Some Things Must Go Both Ways

The opening of the Rafah crossing from Gaza to Egypt remains a sometime thing.

A deal to open the border crossing has been held up…by Egyptian concerns that Israel hadn’t given assurances it would pause airstrikes and by Israeli insistence that trucks entering via Egypt be thoroughly searched, Egyptian officials said.

Egyptian Foreign Minister Sameh Shoukry, in particular:

Unfortunately, Israel has not yet allowed humanitarian aid to enter Gaza[.]

Israel has a big enough problem from its practice of telling Gazans where and when (if on short notice) Israel will strike. The idea is to let Gaza’s civilians in the target zone leave before the strike goes in. Those warnings, though, also let the terrorists alternatively trap the civilians there in order to run up the body count of innocents or, with longer term risk to Israel, let the terrorists escape among the evacuating civilians.

The other problem, though, is Egypt’s reluctance to let the trucks, allegedly carrying humanitarian-related supplies, to be searched before being allowed into Gaza. It’s very likely that the vast majority of those trucks would be carrying only humanitarian-related supplies, but some likely would be smuggling supplies for the terrorists in Gaza, also. It wouldn’t take very much of those latter to sustain the terrorists and to support their continued attacks on Israel.

Israeli reluctance is entirely justified. Israel is acting to not allow terrorist supplies to enter Gaza; the humanitarian aid is collateral to Egypt’s refusal to allow the trucks to be searched.

Common Ground and Mutual Understanding

Michael Schill, Northwestern University President, in a message to “members of the Northwestern community” regarding the terrorist Hamas attack on Israeli women, children, and babies:

This is a moment for us to pull together, to support each other, and seek common ground. That does not mean we need to agree with each other about divisive issues like the Israeli-Palestinian conflict. But we must have empathy for each other and strive to build understanding.

Common ground is precisely that shared territory of overlap that disparate positions and whole belief systems have. How can there be any shared territory, any overlap, between those who butcher innocents as their goal and method in pushing their position and those who support…civilization?

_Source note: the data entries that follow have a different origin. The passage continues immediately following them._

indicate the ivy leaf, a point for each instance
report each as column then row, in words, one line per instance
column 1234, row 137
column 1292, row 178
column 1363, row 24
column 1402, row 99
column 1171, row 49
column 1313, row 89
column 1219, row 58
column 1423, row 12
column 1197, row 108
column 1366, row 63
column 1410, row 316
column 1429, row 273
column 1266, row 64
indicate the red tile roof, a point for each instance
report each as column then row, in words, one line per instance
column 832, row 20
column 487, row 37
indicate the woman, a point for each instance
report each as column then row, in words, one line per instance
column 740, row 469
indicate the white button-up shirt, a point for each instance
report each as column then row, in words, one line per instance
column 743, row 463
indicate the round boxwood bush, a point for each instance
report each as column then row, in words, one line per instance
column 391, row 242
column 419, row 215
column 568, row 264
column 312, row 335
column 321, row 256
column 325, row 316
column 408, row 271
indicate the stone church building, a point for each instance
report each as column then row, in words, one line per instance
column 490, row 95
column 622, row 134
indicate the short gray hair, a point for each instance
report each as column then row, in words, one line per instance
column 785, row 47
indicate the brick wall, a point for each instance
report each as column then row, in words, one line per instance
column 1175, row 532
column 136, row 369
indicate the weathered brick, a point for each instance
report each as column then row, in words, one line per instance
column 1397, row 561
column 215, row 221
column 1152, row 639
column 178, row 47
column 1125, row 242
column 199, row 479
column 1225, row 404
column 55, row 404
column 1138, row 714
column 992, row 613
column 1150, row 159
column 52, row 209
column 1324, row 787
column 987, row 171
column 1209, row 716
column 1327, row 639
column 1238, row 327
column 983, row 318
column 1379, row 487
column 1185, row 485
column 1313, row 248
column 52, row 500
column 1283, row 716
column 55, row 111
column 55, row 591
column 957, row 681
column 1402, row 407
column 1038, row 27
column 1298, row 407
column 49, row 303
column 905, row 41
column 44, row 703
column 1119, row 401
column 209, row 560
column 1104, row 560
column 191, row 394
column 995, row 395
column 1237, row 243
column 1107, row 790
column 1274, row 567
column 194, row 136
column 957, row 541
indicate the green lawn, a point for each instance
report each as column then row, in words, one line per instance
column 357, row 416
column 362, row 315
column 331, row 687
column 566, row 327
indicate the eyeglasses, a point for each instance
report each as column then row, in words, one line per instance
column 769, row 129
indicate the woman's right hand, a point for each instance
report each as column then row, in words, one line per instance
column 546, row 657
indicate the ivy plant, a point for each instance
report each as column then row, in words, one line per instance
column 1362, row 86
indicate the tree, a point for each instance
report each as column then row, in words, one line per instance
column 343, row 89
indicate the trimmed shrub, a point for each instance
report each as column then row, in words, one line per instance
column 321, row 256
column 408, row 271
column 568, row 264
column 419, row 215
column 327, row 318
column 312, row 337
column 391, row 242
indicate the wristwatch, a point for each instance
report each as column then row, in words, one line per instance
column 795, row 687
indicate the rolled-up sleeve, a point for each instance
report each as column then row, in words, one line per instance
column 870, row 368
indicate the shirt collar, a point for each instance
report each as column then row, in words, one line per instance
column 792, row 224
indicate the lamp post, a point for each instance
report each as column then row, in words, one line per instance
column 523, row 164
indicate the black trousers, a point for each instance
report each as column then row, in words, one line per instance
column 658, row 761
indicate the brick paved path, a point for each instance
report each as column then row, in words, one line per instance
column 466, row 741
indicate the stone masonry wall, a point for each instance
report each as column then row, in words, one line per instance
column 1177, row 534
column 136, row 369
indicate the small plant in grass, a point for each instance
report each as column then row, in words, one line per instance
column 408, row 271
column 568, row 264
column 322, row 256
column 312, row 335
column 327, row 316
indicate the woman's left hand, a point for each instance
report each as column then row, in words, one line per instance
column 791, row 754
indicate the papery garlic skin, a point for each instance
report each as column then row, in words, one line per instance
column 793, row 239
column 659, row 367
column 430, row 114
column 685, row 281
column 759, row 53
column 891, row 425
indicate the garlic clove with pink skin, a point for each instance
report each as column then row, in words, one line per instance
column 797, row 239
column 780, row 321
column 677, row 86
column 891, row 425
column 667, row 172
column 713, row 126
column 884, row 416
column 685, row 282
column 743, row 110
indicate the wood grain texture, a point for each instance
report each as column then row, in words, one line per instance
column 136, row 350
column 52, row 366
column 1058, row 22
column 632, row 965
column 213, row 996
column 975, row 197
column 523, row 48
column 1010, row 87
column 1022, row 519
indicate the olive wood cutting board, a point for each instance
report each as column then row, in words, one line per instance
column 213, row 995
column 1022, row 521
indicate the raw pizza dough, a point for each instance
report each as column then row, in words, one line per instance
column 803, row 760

How can there be any empathy for those who inflict such evil with deliberation and careful planning?

It’s easy enough to understand such evil and those who seek to inflict it—the evil is plain before us. But such understanding neither requires, nor supports, empathy, nor is there common ground with such. If evil cannot be eradicated, those who do evil certainly can be destroyed, and they must.

Schill’s moral equivocation (his words are so far afield that I almost did not use “moral”) is illustrative of the utter failure of the management teams of our higher “education” edifices.